Cathy Moriarty: Disappearing Act
The way Moriarty tells it, this was a marriage in which she played Persephone to Carmine's Hades. Besotted by her youth and beauty, he spirited her off to Malibu and held her in a captivity of sorts. Though Moriarty did not want to go on the record discussing her seven-year marriage, she did drop a number of hints suggesting that Carmine had much to do with her disappearance. Speaking of her career choices during those years she says, "I made mistakes. I let other people influence me and make decisions, sometimes without my knowledge. I can't say there were parts I was offered and turned down, but there were meetings for parts that I didn't go to, meetings I should have gone to, meetings I was advised against going to. I listened to that advice." She shakes her head in disbelief at her own tale. You realize how completely Moriarty lost her identity in the marriage when you hear her say things like, "I like being independent, I like doing things myself, I'm an instinctual person." During her marriage she was neither independent, nor did she trust her instincts.
"So--I messed up," she says. "I put time into some-thing that didn't work out. Sometimes you get caught up living something that's not true. The people around you, the people you're involved with, are not the right people." I ask her why her. friends didn't come to her aid and say, "Cathy, you've got to go to this meeting," or "You've got to get out of this marriage." Moriarty says, "I didn't have that many friends during the marriage. I kept bad things to myself. The friends I had I never talked to about...anything." There were parts that Moriarty did want and avidly pursued (the Jessica Lange role in Tootsie was one), but, she says, "I just didn't get them."
When Moriarty decided to stop sleeping with the enemy, Carmine hired Marvin Mitchelson, the well-known Tinseltown divorce/"palimony" lawyer who specializes in lightening the portfolios of Hollywood stars. Since there are no children, I assume Carmine is going after Moriarty's assets, which reportedly include part ownership of a La Cienega Boulevard sports bar called Alzado's (as in Lyle, the former N.F.L. lineman). In the past, during the long, long wait between roles, Moriarty worked as a maitre d' at the place, and one night Mitchelson came in and Moriarty had to seat him. He seemed to enjoy the irony, she says.
The divorce proceedings are still proceeding. As Moriarty discusses the case, even off the record, she gets animated and flushed. Finally she just blows her stack, and in an angry voice uses a compound word to describe her ex-husband. It's a common noun that also names a bodily part that everybody has. There's no trace of her mantra now, so I decide it would be the better part of valor to just segue to another topic altogether. I bring up the most talked about movie of her career-- the one that was never made.

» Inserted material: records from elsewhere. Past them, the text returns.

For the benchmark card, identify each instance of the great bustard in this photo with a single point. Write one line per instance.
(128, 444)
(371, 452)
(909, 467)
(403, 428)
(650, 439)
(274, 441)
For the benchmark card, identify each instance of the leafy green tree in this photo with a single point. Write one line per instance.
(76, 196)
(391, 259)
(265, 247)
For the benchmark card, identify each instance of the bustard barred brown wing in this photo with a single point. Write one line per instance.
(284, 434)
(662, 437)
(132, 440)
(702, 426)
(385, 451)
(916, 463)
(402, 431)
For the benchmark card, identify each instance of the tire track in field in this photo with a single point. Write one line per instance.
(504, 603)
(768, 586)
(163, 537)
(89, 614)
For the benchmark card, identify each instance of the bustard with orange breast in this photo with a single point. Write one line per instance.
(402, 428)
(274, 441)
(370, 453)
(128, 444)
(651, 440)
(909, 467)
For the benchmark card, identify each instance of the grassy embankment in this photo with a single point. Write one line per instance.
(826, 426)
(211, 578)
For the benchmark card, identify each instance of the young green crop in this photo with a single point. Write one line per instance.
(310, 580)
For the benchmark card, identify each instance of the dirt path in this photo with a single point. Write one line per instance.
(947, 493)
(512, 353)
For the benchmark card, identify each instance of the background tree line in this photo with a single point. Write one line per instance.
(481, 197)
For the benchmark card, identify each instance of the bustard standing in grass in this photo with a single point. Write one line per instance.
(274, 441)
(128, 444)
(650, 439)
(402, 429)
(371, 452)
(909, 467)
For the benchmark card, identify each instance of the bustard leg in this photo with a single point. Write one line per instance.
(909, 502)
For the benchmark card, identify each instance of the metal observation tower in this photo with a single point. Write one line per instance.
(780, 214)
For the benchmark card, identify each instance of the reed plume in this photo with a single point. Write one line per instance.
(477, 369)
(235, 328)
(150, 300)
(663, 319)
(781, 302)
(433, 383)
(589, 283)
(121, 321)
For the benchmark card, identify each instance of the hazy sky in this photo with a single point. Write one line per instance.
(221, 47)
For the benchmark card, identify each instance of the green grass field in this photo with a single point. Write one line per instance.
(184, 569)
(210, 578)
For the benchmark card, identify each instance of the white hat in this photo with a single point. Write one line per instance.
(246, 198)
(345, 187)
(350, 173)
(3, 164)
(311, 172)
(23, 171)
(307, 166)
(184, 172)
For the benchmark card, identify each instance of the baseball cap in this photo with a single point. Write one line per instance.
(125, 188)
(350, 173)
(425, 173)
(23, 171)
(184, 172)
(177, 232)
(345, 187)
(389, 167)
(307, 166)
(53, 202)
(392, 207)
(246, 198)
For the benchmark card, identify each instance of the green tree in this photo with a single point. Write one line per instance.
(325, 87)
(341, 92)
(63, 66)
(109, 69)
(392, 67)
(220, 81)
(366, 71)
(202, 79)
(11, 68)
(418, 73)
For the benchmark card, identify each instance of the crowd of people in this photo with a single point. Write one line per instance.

In 1985, Moriarty won a coveted role in The Two Jakes. "I met with [writer-director] Robert Towne, we rehearsed, I had my wardrobe, I cut my hair six inches, I lost weight, and then they shut down production." According to reports at the time, the shutdown had to do with Towne's contention, on the first day of shooting, that one of the two Jakes, Robert Evans, couldn't act. Nicholson, who was friends with both Towne and Evans, was unable or unwilling to mediate.
"How do you recover from something like that?" I ask.
"That one hurt. I cried a lot." It seems unnecessary to ask if she cried a lot more when the film was finally revived a few years later--without Evans, Towne, Kelly McGillis, or Moriarty.
As if her miserable marriage and The Two Jakes fiasco weren't enough, Moriarty was a passenger in an auto accident that left her with a back seriously out of whack. Despite the on-going pain from her injury, she took a leading role in White of the Eye in 1987, a low-budget thriller directed by Donald Cammell (last heard from when he directed Demon Seed in 1976) and co-starring David Keith. Contrast Cammell and Keith with Scorsese and De Niro and you realize how badly her career had been mangled.